Der Müllerssohn trat vor und erzählte, er sei vor einer halben Stunde vorbeigekommen, und da er noch Licht gesehen habe in des Schreiners Stube, habe er im Vorbeigehen schnell fragen wollen, ob seine Aussteuersachen auch rechtzeitig fertig werden. Er habe die Tür der Stube offen stehend, den Andres tot im Blut liegend am Boden gefunden. Der Matten-Joggi, der dabeistand, habe ihm lachend ein Goldstück entgegengestreckt, als er hereingetreten sei.
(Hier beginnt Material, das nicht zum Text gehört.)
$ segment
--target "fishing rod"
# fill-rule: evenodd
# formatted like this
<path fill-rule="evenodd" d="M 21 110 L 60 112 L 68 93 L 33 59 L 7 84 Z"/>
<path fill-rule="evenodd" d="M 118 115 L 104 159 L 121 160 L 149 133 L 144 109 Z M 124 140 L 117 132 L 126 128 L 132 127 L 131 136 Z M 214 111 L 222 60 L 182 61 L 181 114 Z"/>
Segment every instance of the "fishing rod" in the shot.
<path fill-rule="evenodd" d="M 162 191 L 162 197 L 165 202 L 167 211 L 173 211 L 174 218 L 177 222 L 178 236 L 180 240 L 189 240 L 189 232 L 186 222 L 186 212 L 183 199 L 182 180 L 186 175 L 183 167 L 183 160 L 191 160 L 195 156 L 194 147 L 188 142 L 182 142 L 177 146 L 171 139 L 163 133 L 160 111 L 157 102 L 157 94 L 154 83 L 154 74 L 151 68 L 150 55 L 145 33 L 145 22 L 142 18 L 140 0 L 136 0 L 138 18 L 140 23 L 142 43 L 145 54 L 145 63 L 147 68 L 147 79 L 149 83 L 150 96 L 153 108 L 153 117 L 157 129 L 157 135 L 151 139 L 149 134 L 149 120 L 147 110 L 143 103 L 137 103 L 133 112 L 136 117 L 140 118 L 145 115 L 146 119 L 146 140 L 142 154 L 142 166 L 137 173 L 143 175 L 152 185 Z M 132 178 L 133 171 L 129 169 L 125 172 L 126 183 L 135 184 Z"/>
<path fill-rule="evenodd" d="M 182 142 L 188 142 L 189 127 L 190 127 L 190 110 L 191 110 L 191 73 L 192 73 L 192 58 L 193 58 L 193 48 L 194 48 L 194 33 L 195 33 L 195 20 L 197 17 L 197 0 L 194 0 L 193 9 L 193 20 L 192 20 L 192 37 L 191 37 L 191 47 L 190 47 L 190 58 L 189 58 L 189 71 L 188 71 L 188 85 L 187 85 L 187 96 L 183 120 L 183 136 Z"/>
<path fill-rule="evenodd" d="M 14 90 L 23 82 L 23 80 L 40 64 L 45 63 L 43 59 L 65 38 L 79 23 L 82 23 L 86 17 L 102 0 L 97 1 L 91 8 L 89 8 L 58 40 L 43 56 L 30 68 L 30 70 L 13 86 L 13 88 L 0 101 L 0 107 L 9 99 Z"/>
Er habe dann den Leuten zugerufen, daß der Gemeindeamtmann kommen solle.

Der Matten-Joggi, der so hieß, weil er unten in der 'Matte', im Tal wohnte, war ein schwachsinniger Mensch, der davon lebte, daß ihn die Bauern mithelfen ließen. Er schleppte Steine und Sand, las Obst auf oder machte im Winter Holzbündelchen. Daß er Böses getan hätte, hatte man bis jetzt nicht gehört. Der Müllerssohn hatte ihm gesagt, er solle da bleiben, bis auch der Präsident noch da sein werde. So stand Joggi noch immer in einer Ecke, hielt seine Hand fest zugeklemmt und lachte halblaut.

Jetzt trat der Doktor in die Stube und hinter ihm her auch noch der Präsident. Der Gemeindevorstand stellte sich nun mitten ins Zimmer und verhörte die Leute. Der Doktor ging sofort in die Kammer hinein, und der Oberst folgte ihm. Der Doktor untersuchte genau den unbeweglichen Körper.